I replied to your post in my thread.. I have thought from your intial posts, that out sitchs are very similar ( as are a lot on here to be fair ) - but you still seem to be stuck in limbo IMO..

If you read Sandis post ( For Newcomer LBH with a wayward ) on Cadets list, she quotes

Originally Posted by Sandi
She has to suffer some type of loss (due to her decisions) in order to shake her from her fantasy fogC,



and as LH19 says, even if this ends the affair, it may not result in your R surviving..

Your WW has suffered no loss and looks like she doesnt care anyway. She is cake eating to the extreme and rolling over all in her path - You, your children, the men in her life.. She doesnt care.

These factors have probably resulted in even less respect for you. ( has she has shown ) - sorry to be blunt.
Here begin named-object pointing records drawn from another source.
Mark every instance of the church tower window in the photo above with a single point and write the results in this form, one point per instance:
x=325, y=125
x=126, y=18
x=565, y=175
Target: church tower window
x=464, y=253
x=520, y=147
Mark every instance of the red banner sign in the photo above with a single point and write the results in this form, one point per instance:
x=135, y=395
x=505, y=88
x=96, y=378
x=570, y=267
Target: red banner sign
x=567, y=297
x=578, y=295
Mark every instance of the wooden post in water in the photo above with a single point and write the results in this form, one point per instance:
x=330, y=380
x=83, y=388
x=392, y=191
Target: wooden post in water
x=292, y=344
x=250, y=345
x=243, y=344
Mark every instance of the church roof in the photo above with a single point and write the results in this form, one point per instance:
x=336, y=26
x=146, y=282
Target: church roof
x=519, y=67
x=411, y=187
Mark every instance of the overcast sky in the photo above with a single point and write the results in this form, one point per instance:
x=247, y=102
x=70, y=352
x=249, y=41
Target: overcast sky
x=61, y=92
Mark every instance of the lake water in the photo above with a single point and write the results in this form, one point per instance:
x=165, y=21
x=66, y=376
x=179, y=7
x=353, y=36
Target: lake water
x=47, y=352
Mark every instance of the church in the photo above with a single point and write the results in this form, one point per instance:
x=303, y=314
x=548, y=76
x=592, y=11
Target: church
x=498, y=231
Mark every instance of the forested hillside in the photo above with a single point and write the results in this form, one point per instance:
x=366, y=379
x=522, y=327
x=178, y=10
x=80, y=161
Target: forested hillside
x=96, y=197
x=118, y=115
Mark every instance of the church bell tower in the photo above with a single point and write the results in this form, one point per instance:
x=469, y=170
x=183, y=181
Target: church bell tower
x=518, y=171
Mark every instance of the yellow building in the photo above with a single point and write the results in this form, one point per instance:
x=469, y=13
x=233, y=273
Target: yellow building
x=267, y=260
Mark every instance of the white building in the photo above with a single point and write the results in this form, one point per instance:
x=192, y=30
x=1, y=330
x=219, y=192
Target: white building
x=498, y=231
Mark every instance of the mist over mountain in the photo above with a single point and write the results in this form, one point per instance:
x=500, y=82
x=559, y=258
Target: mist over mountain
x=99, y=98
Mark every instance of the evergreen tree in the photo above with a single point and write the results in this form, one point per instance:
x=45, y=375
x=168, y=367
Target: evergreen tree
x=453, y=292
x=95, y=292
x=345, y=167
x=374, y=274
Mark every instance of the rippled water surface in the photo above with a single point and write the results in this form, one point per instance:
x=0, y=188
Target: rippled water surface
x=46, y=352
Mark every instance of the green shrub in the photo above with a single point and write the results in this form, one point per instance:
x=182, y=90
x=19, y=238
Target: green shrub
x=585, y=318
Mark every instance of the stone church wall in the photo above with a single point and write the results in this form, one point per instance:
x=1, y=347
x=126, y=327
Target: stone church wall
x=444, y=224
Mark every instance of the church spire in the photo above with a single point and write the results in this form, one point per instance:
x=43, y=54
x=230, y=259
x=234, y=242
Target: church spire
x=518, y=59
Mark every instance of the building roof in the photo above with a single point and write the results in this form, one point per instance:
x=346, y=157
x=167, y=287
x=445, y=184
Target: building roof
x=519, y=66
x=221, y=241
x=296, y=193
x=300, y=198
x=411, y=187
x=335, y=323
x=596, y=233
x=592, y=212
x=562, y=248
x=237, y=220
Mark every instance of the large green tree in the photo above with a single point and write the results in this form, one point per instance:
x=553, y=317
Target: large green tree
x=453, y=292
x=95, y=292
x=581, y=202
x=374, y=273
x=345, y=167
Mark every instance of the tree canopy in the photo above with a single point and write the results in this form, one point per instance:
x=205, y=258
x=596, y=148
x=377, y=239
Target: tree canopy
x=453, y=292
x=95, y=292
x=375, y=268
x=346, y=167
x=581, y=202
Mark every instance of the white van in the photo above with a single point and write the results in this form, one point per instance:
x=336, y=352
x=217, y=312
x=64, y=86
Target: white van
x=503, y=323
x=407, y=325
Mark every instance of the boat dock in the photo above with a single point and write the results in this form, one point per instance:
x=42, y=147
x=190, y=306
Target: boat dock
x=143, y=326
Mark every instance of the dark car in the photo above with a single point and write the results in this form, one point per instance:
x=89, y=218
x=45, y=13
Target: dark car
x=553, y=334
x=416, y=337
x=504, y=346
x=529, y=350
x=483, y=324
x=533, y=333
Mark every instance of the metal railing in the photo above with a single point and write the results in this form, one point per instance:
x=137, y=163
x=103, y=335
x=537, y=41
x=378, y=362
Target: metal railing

Originally Posted by curtis7
my S8 said a few things that set me off. First, he said that mom is texting all the time when they are at her separation house. I can't stand them being neglected and plopped down in front of the TV when she is in smartphone fantasyland. He also told me the name of OM3. I did some research on him after downloading a free pseudo-background check app. Turns out he has a court record from a few years ago for domestic violence against a female. This made me concerned about the safety of my W and children. I'm debating whether to let WW know, but she has always told me that she's a big girl and can take care of herself. Second,



One of the vets on here posted recently that the site members are often logical and rational.

Your WW isnt thinking like that - her life / decissions and choices are 100% emotional. There is no logic to it. In your world 5 +5 =10. In her emotional state, anything goes and 5 + 5 will never equal 10.. Again, Sandi highlights this in her Newcomer post. Your WW probably wont care that OM3 has a record... Look at the media.. People fall for people with bad reputation and a violent past all the time. Convicted fellon Jeremy Meeks ended up with a billionairs daughter !!! I'm sure she wasnt thinking with logic when she jumped into bed with him, or bothered he had done time for assault.
Any decent father would worry about their children, but your WW wont appriciate you chipping it - you cant control it.

As for why - google "affair down" or "why do they affair down"... Affairing down is common.. Your WW isnt looking for a provider / nice guy.. She had it all but went WW... She now wants a lover... Regardless of the damage.


Previous username - Helpme123.. A name chosen at a desperate time..

Now Mr Brightside.. coming out of my cage, and doing just fine.